De entre un montón de viejas películas a escoger para atenuar una tarde sin demasiadas provocaciones, salta como una liebre Hiroshima mon amour (Alain Resnais, 1959).
El clásico reverenciado en cuanta pantalla pudo verse, luego de ser premiado en el Festival de Cannes, obliga, por su renovada actualidad, a detenerse en él a casi 60 años de su realización.
A Resnais le dieron en 1957 el encargo de realizar un documental sobre las barbaridades de la guerra y los peligros de la bomba atómica. Fue más allá y se apoyó en un guion de Margarite Duras que habla de una actriz francesa (Emmanuelle Riva) que conoce en la ciudad de Hiroshima a un arquitecto japonés (Eiji Okada). El amor se prende de ellos durante las pocas horas en que están juntos y ya en las escenas iniciales veremos, primero, dos cuerpos evocativos abrazados bajo una lluvia de cenizas radiactiva y, casi de inmediato, los cuerpos de ellos mismos sudando en la intimidad de un hotel. «No has visto nada en Hiroshima. Nada», le dice él, y ella le replica: «Lo he visto todo, todo».
Al día siguiente la actriz, que ha estado rodando un filme sobre la paz, deberá irse y él hará todo lo posible por que se quede. Ella ha conocido la Hiroshima de agosto de 1957, 12 años después de la bomba lanzada por Estados Unidos, y le ha sido suficiente para que en el lecho amoroso la sufrida voz le brote en off mientras pasan las escenas ante el espectador: el hospital, todavía con víctimas del ataque nuclear, el museo levantado para que no se olvide lo que nunca más deberá repetirse, el respeto de los vivos por sus muertos durante los actos conmemorativos y, principalmente, imágenes reales de niños, mujeres y hombres cuyas vidas quedaron destrozadas por la locura de la sinrazón política.
«He visto –dice ella– cabelleras que las mujeres de Hiroshima recogían enteras por la mañana», y habla del calor sentido en la Plaza de la paz, donde con la bomba se alcanzaron los diez mil grados, y seguirá enumerando atrocidades, hasta que la voz mesurada de él volverá a repetirle: «No has visto nada de Hiroshima».

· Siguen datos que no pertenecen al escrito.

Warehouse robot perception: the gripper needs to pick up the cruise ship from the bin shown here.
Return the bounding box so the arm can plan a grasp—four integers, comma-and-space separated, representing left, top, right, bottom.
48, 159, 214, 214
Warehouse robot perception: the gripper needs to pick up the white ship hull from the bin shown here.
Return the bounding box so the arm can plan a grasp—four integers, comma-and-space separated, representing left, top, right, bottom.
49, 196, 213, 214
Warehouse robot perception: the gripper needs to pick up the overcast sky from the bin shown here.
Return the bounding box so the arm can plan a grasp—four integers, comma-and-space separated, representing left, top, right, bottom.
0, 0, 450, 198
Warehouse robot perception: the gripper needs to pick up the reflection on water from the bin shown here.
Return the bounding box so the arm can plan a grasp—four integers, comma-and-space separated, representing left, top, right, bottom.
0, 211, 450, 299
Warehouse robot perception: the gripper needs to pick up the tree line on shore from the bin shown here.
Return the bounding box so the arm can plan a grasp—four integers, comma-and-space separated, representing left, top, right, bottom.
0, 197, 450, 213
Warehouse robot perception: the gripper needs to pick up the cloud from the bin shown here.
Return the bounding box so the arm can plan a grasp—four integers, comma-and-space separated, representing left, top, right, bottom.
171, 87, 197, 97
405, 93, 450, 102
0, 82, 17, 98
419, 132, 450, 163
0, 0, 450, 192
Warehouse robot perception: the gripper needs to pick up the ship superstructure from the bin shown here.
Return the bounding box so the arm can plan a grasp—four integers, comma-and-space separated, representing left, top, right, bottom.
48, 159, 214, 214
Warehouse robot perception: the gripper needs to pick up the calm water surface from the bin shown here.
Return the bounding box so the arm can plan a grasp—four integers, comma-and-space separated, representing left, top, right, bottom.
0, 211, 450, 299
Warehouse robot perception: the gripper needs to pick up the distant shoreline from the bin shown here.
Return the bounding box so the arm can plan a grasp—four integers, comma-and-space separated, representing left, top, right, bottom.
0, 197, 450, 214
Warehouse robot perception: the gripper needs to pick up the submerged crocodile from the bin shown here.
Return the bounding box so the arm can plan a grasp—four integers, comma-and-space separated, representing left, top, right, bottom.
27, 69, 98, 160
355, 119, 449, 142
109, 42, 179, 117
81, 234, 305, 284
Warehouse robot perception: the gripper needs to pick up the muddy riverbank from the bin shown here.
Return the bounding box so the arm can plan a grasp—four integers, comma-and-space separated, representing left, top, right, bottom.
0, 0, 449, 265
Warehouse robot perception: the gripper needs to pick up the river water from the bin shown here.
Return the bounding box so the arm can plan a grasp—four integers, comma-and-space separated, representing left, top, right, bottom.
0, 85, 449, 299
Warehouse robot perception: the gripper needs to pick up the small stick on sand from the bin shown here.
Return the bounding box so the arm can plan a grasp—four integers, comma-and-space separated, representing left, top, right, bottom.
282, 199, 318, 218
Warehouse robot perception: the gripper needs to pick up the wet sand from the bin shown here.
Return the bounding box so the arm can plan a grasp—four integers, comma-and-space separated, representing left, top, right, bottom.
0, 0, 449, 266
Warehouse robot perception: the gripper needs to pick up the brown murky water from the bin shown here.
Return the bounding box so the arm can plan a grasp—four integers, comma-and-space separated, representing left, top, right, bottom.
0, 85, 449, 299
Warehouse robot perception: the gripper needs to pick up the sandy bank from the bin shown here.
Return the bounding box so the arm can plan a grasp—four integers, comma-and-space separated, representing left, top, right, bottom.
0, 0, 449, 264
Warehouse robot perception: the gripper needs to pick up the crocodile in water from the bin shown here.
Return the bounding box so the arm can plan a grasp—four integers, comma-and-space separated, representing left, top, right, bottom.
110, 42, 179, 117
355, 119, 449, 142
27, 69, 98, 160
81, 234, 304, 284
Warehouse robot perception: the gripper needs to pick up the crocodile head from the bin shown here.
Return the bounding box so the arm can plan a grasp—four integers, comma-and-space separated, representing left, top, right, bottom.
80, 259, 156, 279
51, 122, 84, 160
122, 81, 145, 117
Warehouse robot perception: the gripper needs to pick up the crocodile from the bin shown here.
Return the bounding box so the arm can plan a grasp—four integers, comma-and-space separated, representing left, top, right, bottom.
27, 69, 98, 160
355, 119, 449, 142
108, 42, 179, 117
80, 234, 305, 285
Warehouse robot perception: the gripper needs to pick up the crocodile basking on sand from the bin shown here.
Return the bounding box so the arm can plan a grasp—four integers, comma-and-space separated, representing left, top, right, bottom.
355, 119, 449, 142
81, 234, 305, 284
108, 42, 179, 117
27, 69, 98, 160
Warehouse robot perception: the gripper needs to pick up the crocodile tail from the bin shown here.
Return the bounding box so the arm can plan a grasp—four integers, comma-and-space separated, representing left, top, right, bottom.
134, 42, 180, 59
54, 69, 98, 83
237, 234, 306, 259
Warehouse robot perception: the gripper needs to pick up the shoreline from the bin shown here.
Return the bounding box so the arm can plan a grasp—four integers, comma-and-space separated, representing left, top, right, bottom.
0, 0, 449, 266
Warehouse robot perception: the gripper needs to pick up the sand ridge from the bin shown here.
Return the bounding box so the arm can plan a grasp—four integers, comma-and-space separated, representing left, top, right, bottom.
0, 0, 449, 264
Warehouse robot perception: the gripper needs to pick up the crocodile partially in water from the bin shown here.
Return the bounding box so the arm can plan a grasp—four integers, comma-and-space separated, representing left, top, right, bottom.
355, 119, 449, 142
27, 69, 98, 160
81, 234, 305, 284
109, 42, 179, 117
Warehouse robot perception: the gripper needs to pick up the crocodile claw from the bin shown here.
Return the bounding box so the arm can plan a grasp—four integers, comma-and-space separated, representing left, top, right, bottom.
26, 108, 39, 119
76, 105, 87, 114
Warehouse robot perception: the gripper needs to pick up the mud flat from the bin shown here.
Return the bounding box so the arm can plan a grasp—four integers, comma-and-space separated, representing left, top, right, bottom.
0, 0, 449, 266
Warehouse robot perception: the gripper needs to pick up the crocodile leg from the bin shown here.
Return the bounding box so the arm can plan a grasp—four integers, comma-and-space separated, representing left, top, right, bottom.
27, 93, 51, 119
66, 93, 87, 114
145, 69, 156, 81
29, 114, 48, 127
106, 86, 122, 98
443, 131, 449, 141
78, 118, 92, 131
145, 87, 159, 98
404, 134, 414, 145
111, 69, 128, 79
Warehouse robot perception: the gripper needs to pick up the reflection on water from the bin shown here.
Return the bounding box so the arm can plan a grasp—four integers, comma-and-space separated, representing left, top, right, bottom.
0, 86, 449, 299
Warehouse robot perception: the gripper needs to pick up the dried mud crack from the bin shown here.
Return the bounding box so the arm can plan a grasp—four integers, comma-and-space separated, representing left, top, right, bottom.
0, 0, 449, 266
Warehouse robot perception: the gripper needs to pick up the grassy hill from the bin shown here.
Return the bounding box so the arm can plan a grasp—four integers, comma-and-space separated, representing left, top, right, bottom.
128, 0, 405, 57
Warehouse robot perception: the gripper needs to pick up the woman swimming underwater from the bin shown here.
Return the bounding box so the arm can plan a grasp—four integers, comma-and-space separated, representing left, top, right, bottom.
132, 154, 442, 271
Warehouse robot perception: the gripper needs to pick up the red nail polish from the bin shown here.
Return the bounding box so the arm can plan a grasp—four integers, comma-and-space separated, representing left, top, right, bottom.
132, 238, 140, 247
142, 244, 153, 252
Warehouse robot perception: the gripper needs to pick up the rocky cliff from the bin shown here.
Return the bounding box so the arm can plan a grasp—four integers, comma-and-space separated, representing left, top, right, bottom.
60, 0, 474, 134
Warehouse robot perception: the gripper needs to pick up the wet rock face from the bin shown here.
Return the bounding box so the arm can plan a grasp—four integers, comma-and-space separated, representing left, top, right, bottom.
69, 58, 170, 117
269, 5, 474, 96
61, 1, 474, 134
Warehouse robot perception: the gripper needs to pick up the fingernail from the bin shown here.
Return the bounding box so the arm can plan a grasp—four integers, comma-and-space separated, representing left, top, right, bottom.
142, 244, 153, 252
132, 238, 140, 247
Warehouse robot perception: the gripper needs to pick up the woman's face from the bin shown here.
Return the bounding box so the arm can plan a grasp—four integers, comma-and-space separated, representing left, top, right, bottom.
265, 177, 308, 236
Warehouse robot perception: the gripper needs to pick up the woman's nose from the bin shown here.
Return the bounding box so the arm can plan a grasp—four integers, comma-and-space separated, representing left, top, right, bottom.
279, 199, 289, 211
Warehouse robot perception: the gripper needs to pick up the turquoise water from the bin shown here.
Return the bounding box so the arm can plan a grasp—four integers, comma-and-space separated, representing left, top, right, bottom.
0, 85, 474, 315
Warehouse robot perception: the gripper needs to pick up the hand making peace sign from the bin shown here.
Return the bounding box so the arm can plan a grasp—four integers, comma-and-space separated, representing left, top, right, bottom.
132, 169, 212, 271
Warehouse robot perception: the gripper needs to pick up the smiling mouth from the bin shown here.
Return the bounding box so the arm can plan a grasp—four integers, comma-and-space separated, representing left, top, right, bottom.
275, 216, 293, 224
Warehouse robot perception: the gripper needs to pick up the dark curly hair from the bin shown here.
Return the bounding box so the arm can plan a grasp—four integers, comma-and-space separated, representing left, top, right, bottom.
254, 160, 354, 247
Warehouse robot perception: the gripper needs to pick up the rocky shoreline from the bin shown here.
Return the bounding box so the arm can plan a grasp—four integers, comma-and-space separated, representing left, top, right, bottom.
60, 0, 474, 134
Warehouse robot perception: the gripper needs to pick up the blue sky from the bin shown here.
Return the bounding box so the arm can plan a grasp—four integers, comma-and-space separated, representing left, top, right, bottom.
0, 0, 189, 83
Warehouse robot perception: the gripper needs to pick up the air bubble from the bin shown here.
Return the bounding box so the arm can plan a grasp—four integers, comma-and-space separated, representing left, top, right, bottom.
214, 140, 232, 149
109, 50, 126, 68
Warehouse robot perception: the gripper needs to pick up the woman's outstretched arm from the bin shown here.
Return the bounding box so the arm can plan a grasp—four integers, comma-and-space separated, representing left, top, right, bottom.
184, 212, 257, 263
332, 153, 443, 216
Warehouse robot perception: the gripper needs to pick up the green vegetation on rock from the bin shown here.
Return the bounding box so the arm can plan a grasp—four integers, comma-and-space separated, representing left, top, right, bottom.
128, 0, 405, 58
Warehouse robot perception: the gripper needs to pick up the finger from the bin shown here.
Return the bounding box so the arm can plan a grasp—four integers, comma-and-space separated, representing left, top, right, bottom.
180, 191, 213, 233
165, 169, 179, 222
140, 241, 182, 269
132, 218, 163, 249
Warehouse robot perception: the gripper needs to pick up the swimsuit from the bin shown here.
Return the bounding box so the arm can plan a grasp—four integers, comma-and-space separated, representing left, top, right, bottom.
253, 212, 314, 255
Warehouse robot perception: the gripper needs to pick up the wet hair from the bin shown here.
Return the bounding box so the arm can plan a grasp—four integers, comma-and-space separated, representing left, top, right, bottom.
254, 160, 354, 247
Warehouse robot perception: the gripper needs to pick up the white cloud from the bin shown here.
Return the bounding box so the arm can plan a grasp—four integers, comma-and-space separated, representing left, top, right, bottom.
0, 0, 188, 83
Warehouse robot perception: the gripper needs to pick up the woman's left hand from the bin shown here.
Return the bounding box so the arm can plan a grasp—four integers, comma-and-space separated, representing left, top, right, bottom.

En días en que los tambores apocalípticos vuelven a calentarse mostrando una amnesia vergonzosa hacia el pasado, Hiroshima mon amour reafirma la misma capacidad de inquietar a generaciones que, hace 60 años, buscó el maestro Resnais en su película.
Le pidieron hacer un filme sobre la guerra y la bomba atómica y respondió con una compleja y bella historia de amor imposible que habla igualmente del poder, la pérdida, la necesidad de entregarse el uno al otro, la fragilidad, la tristeza y los recuerdos traumáticos que –dice el filme– pueden convertirse en «recuerdos olvidados».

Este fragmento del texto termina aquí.